Static and Dynamic Malware Analysis

In this lab, students will perform static and dynamic malware analysis. Analyzing malware is important because an analyst will want to know what actions the malware is performing on the system as well as on the network. The hash value of the malware can tell you if the malware has been widely used before. Dynamic analysis involves executing the malware and seeing how it behaves, whereas static analysis just involves examining the information contained within the file

Overview

Analyzing malware is important for many reasons. Malware analysis in general is taking steps to find out more information about things like who crafted a malware payload, where the malware is becoming to, or what types of actions the malware is trying to perform. Static analysis is where you look at the file contents and look at the strings and don’t execute the file.

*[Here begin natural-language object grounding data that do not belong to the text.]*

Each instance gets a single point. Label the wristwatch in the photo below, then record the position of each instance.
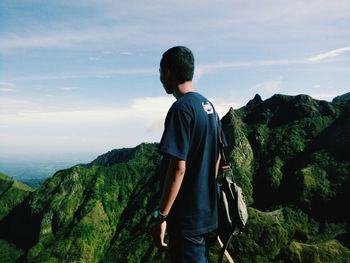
(157, 215)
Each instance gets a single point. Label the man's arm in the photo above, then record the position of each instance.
(171, 188)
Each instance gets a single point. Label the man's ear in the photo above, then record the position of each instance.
(167, 74)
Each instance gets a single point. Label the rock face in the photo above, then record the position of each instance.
(290, 154)
(12, 194)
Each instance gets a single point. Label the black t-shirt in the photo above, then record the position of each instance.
(190, 134)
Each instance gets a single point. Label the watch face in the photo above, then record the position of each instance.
(155, 214)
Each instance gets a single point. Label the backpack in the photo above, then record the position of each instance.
(232, 209)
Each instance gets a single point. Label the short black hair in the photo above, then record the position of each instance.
(179, 61)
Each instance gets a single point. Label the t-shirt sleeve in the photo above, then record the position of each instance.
(176, 137)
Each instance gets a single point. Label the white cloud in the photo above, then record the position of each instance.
(141, 110)
(68, 88)
(107, 52)
(93, 58)
(7, 87)
(204, 69)
(330, 54)
(126, 53)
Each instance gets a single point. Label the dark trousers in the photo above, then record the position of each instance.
(187, 248)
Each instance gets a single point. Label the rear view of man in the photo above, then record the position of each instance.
(188, 206)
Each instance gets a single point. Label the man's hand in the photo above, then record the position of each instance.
(159, 234)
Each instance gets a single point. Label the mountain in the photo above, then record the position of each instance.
(12, 193)
(290, 154)
(344, 97)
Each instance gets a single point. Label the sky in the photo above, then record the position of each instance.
(80, 78)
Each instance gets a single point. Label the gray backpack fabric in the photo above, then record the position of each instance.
(232, 209)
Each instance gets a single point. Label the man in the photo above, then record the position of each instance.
(188, 206)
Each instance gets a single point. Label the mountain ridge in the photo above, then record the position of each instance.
(290, 154)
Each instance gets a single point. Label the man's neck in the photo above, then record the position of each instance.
(182, 89)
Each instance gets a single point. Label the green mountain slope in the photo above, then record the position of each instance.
(12, 193)
(291, 155)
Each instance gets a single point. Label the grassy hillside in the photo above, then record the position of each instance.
(290, 154)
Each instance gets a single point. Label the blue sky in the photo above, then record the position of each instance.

With dynamic malware analysis, you run the file (likely in a virtual environment not connected to a real network) to see the types of network and process actions that happen to the system

OUTCOMES

In this lab, you will learn to:

Perform static malware analysis
Perform dynamic malware analysis

Courses

Cybersecurity Attack and Defend Skill Lab

Key terms and descriptions

HxD

A hex editor that allows you to view the data within a file.

strings

A tool that will allow you to examine information within a file.

VirusTotal.com

A website that helps analyze malware samples.

Wireshark

A packet analyzer that will allow you to capture network traffic.

Notepad++

A free text editing program with more robust features than regular notepad.